Last evening I had to be out for a few hours. Ex-Husband (custodial parent, lives two hours away) called my house around 5:30pm, was told by Husbandly One that I was out for a few hours, and left the following message; "Ask Irma to call my cell."
I got home at 8pm. I called the cell. Straight to voicemail. I called the house number, no answer. I didn't worry about it at the time, but as the evening turned to night, I began to get uptight. Where were they? Why wasn't anyone answering? I believe that the message I left at 10 pm was, "Ok, I can't get ahold of you, which freaks me out and makes me think you have turned off your cell because you're in a hospital. CALL ME."
No call ever came. My last, now frantic message was at 1:30am. By that time I had imagined (in graphic detail) there had been a car accident. Or my son had tripped on the stairs and broken his leg. Or his arm was being surgically amputated after a bizarre accident.
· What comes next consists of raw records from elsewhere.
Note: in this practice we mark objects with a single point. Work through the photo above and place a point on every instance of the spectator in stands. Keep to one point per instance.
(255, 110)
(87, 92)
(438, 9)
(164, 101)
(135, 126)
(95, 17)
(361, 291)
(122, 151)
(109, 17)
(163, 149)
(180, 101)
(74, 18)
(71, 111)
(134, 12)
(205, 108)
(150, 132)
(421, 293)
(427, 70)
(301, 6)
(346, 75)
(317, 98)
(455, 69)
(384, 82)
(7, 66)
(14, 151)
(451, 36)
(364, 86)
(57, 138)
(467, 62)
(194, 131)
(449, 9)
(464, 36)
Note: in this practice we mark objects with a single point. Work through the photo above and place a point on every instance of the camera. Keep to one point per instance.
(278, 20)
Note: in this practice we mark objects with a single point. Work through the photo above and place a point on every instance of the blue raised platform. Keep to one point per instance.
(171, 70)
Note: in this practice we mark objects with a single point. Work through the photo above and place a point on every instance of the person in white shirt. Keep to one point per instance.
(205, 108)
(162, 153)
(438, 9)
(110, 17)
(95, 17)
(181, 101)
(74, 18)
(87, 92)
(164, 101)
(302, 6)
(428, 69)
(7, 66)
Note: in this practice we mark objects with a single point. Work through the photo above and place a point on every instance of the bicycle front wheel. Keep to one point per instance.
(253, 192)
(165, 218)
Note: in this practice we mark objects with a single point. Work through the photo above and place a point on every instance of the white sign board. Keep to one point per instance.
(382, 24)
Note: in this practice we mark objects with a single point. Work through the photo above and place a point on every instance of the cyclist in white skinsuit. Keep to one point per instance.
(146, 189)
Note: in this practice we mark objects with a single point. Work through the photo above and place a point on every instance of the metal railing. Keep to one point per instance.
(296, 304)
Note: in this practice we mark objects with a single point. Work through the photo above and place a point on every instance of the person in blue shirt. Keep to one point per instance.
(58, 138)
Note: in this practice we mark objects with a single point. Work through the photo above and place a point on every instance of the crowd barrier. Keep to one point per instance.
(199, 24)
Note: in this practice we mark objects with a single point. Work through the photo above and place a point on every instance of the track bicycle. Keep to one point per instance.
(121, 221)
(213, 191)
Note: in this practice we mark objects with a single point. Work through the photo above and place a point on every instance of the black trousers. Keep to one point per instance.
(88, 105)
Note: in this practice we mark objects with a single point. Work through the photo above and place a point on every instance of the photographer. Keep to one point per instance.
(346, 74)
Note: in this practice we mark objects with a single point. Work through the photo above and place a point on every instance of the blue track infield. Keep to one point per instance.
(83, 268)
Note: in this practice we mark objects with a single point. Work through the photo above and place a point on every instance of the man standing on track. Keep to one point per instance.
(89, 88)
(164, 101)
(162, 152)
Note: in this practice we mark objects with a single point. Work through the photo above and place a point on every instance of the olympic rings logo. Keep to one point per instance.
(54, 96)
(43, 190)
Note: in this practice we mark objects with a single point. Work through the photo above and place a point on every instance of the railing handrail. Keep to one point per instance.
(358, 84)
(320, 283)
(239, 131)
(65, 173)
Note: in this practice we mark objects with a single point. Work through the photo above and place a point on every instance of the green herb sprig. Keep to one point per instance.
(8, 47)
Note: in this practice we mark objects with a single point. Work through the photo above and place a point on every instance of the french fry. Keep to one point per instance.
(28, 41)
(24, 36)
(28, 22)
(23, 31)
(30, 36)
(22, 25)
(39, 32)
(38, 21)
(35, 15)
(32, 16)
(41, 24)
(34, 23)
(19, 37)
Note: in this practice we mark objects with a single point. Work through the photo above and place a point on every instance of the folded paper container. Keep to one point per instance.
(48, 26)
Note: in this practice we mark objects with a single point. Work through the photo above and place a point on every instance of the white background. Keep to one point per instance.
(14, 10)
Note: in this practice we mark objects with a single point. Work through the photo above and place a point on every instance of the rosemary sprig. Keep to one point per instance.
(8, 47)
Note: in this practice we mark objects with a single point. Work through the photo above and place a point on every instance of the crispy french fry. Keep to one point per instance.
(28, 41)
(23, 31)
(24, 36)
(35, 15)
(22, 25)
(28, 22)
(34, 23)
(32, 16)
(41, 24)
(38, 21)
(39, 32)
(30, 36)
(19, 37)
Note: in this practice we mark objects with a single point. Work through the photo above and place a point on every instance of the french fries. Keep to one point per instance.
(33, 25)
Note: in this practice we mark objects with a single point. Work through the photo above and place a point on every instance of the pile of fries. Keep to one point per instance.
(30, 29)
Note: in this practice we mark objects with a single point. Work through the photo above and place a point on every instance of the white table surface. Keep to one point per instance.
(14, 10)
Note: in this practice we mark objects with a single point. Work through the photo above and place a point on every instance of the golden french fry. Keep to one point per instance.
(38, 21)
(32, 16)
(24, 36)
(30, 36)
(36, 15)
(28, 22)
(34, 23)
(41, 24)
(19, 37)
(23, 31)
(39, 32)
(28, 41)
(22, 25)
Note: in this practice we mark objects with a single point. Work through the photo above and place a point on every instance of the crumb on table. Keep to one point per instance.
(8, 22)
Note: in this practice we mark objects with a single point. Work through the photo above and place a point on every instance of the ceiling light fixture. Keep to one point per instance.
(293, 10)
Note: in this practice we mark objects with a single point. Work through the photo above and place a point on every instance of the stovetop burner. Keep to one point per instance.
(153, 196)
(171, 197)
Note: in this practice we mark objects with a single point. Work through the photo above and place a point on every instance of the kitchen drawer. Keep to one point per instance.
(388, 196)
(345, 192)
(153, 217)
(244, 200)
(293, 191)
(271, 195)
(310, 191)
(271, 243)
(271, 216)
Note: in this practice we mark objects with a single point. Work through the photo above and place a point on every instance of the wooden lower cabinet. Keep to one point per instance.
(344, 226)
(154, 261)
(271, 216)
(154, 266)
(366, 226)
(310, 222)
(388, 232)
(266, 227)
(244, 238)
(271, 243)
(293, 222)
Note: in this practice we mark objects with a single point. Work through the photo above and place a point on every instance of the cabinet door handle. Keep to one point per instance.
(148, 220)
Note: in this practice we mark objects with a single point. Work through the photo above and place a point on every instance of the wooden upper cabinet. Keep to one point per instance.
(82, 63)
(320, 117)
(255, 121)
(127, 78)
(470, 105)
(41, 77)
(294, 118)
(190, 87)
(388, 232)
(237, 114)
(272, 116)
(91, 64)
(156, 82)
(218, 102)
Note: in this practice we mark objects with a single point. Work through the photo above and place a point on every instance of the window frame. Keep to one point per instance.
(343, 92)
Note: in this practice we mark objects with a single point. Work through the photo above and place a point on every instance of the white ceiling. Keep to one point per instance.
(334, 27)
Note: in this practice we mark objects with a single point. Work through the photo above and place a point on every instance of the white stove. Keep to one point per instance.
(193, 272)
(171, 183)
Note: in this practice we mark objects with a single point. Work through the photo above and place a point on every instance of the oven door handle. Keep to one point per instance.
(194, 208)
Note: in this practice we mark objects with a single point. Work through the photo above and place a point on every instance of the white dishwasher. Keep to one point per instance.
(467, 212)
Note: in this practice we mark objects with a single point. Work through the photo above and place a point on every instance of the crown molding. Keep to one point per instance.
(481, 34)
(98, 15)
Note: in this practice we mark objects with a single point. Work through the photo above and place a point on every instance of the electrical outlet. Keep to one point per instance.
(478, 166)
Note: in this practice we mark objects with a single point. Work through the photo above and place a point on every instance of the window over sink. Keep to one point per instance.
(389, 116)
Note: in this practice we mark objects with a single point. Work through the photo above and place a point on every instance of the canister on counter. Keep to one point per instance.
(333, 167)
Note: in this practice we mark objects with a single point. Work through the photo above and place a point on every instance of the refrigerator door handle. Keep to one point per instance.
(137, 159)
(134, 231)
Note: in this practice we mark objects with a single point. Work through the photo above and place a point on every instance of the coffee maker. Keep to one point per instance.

This is not a joke, and not an exaggeration. I literally lay in bed last night, trying to make myself glad that, although Son's arm was probably gone, at least he still had his life.
This morning when I got to work, I finally managed to get ahold of Ex-Husband. Long story short, there is NOTHING wrong. Ex-Husband found out very late Wednesday night that he had to travel to the U.S. immediately to investigate a fatal accident. Had to leave so suddenly that he got Son out of bed and immediately left for the States. He called me yesterday afternoon just to tell me where they were. And the whole "Tell her to call my cell" ?? The reason he wasn't answering was because he was, in fact, in a hospital, taking statements. Not watching our son's arm being removed, just taking statements.
As he told me this over long distance this morning, I fell apart in ways I had never experienced before. I sat in my office, door open, with tears of thankfulness and left-over fear running down my face, too upset to even speak to my son directly. I sobbed to Ex-Husband, "WHY couldn't you have included the fact that you were away from home in the 'get her to call me' message? I wouldn't have worried like this..."
He didn't mean to scare me, he just didn't think. I have never felt so powerless and helpless than I did in those hours when I couldn't find my child, and didn't know what to do about it.